As the natural attraction diminishes for areas like Arenal, where the volcano has been inactive for about two years now, Franz Werkstetter, owner of Finca Tarantela, believes that more tourists could enjoy a complete vacation experience in the Samara area, combining relaxation at the beach with exploration of the mountains and forests inland. “Samara has more mountains than other areas of the coast of Guanacaste,” Werkstetter affirmed.
In the past year, he has begun to offer tours of the 45 hectares of Finca Tarantela, allowing visitors to explore the forest and wade through the Tarantela creek, perhaps taking a swim, sitting under a small waterfall or stopping for a picnic, all while listening to the chorus of birds in the canopy above, such as the series of whistles that distinguishes the rufous-and-white wren.
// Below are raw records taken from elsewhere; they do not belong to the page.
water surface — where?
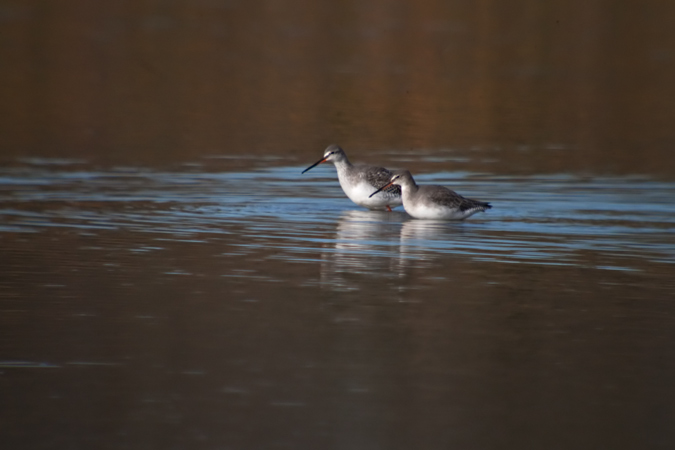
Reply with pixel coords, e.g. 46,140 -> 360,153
0,158 -> 675,448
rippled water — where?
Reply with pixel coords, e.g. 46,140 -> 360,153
0,158 -> 675,448
0,160 -> 675,270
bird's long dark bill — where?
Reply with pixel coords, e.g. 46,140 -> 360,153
300,158 -> 326,175
368,183 -> 394,198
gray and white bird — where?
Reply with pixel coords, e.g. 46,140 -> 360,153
371,170 -> 492,220
302,144 -> 402,211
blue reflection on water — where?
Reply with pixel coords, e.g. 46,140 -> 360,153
0,162 -> 675,270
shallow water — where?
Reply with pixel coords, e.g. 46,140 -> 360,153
0,0 -> 675,450
0,158 -> 675,448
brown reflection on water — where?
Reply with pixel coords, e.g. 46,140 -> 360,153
0,227 -> 675,449
0,0 -> 675,176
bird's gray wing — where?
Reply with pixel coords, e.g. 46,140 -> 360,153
429,186 -> 491,211
365,166 -> 401,196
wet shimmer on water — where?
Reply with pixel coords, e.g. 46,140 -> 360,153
0,154 -> 675,448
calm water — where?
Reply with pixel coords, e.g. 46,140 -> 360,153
0,0 -> 675,450
0,154 -> 675,448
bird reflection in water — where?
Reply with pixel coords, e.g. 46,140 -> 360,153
321,211 -> 407,291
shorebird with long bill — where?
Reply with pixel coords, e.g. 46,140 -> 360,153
302,144 -> 402,211
371,170 -> 492,220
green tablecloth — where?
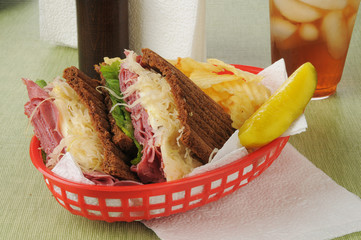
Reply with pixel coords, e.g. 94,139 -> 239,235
0,0 -> 361,239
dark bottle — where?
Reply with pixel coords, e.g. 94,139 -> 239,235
76,0 -> 129,79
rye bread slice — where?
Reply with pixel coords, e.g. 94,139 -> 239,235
141,48 -> 235,163
63,66 -> 137,180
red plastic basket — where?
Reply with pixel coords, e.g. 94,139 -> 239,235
30,65 -> 289,222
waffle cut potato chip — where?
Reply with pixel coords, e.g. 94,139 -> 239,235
171,58 -> 271,129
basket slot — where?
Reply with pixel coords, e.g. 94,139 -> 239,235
105,198 -> 122,207
191,185 -> 204,196
84,196 -> 99,206
149,195 -> 165,205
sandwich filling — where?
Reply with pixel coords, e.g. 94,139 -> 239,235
119,51 -> 201,182
48,78 -> 104,171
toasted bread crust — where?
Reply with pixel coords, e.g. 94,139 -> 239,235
141,49 -> 235,163
63,66 -> 137,180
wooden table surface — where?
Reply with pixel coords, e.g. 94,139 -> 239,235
0,0 -> 361,239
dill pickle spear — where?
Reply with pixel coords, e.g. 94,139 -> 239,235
238,62 -> 317,148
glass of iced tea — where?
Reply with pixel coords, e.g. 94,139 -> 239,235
269,0 -> 360,99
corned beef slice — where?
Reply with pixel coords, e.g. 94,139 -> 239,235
22,78 -> 63,160
119,53 -> 165,183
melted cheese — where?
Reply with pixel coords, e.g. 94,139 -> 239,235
50,79 -> 104,171
123,52 -> 201,181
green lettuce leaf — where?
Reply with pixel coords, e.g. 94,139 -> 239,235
100,61 -> 142,165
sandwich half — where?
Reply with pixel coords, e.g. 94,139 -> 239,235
23,67 -> 138,181
100,49 -> 234,183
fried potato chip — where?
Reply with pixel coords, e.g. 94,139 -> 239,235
171,58 -> 271,129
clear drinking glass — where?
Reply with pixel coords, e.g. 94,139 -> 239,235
269,0 -> 360,98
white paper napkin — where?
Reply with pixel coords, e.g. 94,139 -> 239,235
39,0 -> 206,61
143,144 -> 361,240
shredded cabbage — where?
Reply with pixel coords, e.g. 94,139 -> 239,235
49,78 -> 104,171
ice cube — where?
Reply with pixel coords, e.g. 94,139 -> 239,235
321,11 -> 349,59
300,23 -> 319,41
274,0 -> 321,22
300,0 -> 347,10
347,13 -> 357,38
271,17 -> 297,41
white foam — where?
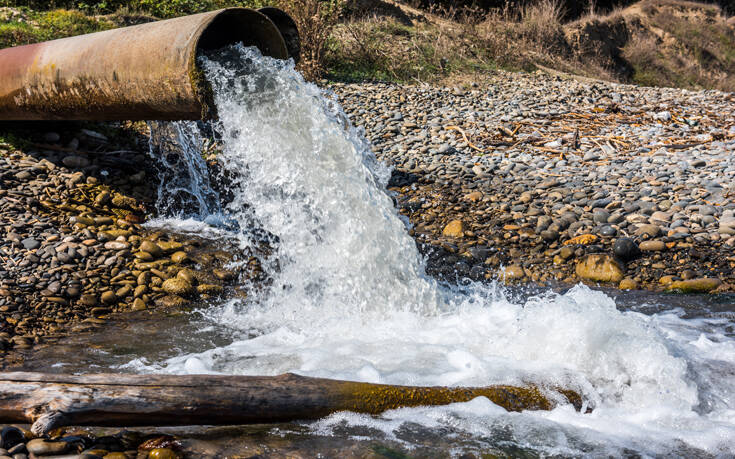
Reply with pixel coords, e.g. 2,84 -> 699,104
127,48 -> 735,455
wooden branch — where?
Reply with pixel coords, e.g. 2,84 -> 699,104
0,372 -> 582,435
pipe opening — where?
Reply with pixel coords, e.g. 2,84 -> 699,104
258,6 -> 301,64
197,8 -> 289,59
190,8 -> 289,119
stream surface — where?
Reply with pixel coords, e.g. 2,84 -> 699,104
26,46 -> 735,457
Ornithologist Elidier Vargas Castro, from San Jose, spotted 58 different species of birds during his first day conducting a study at the finca and estimated that about 200 bird species might be in the area. The variety of birds increases when migratory birds arrive from the north beginning in September, he explained.
Werkstetter began reforesting the property when he bought it in 1989, endeavoring to plant the most endangered species native to Guanacaste, such as the roble coral (bullywood), guayabón (white nargusta) and cachimbo (coyote). Another tree that catches the attention of visitors is the Ayua amarilla, known as “el lagartillo” (the little crocodile), whose trunk is loaded with spikes that break off easily, are as light as cork and resemble crocodile teeth.
The best time to visit is up for debate. On the one hand, during dry season, more flowers are in bloom such as orchids and lilies, as well as foliage on the abundant vines. On the other hand, during the height of rainy season, waterfalls cascade down rocky surfaces that are otherwise dry.
Werkstetter described the forest as intermediate—not rainforest, but not completely dry tropical forest either, as it receives about 300cm of precipitation annually.